[Tutor] Regular Expression question

Michael Janssen Janssen@rz.uni-frankfurt.de
Sun Apr 20 15:42:01 2003


On Sun, 20 Apr 2003, Scott Chapman wrote:

> It appears that the aggregation functions of parenthesis are limited.  This
> does not work:
>
> <html([ \t]*>)|([ \t:].+?>)

Seems to be a point, where re gets very sophisticated ;-)

You should try to explain in plain words what this re is expected to do
(and each part of it). This often helps to find logical mistakes
(Pointer: "ab|c" doesn't look for ab or ac but for ab or c).

On the other hand, you should possibly use a different overall design:
instead of one very tricky all-purpose regexp you should break your html
in first step into tags, then get the type of the tag then the attributes
then the values of the attributes (or any order like this).

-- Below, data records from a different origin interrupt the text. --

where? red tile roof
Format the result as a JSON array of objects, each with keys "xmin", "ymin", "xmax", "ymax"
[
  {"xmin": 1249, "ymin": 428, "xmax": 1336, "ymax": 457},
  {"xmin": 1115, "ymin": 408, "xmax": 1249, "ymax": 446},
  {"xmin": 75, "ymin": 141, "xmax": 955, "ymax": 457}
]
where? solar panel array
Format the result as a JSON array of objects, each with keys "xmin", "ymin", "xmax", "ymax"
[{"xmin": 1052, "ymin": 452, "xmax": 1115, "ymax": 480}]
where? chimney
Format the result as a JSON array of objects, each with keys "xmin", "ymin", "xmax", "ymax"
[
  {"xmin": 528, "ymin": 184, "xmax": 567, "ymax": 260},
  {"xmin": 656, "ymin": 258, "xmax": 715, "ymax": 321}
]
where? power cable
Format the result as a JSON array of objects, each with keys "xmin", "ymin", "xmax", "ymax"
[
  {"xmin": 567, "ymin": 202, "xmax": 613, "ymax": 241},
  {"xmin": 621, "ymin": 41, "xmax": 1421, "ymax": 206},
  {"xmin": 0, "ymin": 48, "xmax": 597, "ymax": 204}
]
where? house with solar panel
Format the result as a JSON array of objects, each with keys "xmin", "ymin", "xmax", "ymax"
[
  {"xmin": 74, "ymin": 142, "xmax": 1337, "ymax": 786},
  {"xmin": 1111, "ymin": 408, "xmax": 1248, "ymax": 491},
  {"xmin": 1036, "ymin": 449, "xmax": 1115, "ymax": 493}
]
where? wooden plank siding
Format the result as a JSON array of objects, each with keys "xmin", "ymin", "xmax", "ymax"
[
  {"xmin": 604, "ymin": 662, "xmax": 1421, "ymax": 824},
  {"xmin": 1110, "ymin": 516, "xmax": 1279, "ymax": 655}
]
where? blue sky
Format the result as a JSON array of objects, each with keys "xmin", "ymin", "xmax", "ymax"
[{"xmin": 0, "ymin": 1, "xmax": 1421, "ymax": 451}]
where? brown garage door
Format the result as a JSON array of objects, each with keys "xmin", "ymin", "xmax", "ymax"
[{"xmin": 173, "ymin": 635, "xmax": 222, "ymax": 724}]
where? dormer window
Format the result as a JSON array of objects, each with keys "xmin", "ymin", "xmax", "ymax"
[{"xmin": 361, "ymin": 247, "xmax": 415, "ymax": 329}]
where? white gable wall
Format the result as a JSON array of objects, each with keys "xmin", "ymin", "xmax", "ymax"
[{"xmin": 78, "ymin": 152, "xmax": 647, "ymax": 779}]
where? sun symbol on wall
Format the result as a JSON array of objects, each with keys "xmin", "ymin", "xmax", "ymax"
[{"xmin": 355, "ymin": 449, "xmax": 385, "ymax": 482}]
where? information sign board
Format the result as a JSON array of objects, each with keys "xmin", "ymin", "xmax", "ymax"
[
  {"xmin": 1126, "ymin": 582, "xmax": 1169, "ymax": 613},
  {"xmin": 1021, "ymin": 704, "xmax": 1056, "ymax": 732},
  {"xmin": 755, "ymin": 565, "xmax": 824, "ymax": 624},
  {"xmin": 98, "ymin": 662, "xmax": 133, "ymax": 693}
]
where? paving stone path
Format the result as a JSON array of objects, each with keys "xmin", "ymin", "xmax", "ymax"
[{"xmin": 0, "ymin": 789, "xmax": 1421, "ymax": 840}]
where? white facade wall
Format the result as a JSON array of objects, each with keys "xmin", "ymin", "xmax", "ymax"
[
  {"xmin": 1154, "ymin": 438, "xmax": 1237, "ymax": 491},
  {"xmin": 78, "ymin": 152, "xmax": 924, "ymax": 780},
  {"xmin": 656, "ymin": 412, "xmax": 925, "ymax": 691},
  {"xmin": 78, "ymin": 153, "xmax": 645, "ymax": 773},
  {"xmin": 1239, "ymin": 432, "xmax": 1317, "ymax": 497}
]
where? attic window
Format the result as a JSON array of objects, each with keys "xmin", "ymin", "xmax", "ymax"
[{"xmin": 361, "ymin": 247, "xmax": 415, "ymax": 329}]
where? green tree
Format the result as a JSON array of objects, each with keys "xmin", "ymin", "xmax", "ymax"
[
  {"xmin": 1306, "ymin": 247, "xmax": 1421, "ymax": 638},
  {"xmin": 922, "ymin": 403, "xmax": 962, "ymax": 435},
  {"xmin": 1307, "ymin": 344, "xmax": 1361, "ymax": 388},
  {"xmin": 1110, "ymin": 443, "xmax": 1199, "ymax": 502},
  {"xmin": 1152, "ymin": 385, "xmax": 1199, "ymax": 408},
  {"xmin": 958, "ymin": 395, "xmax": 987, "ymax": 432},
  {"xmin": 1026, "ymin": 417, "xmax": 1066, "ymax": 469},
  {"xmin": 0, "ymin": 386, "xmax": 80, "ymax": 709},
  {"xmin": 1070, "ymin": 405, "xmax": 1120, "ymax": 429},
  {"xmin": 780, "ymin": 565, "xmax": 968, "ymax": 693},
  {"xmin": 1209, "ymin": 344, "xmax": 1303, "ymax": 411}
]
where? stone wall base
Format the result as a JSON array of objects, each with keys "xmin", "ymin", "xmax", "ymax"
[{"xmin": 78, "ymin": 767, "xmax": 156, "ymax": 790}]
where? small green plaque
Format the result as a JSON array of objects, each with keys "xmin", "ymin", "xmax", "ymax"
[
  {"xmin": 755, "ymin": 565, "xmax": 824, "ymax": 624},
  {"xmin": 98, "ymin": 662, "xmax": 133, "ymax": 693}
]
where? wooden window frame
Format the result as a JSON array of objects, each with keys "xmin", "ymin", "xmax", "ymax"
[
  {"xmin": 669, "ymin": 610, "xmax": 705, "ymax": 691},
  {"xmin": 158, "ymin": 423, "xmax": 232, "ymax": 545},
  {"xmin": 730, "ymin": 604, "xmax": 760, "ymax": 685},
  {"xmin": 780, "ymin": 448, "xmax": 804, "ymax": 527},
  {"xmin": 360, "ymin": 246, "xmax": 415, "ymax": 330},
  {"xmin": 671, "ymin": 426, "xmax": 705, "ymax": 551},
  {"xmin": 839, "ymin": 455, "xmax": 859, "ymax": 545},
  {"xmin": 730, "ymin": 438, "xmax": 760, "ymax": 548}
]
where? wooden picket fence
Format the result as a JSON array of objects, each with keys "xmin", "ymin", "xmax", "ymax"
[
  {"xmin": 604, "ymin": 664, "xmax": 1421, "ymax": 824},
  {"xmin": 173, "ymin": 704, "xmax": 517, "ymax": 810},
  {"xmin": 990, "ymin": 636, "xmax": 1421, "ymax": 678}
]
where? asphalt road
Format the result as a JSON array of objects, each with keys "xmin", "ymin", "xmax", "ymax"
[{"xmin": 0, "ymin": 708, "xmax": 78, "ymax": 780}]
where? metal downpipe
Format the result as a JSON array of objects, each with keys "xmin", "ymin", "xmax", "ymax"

This way, you look for a complete tag and give it to a function to analyse
this tag further (look if it match certain conditions or retrieve the
content). When I would try to "simply" parse html without a complete
htmlParser, I would do it this way.

> test(r'<html[([ \t]*)([ \t:].+?)]>')
>
> <html blah>
> Traceback (most recent call last):
...
> sre_constants.error: unbalanced parenthesis

[]-brackets build a character set. With '[([ \t]*)([ \t:].+?)]' they are
simply missused. '(([ \t]*)([ \t:].+?))' is working but a noop for
aggregation (not for retrieving values).

Michael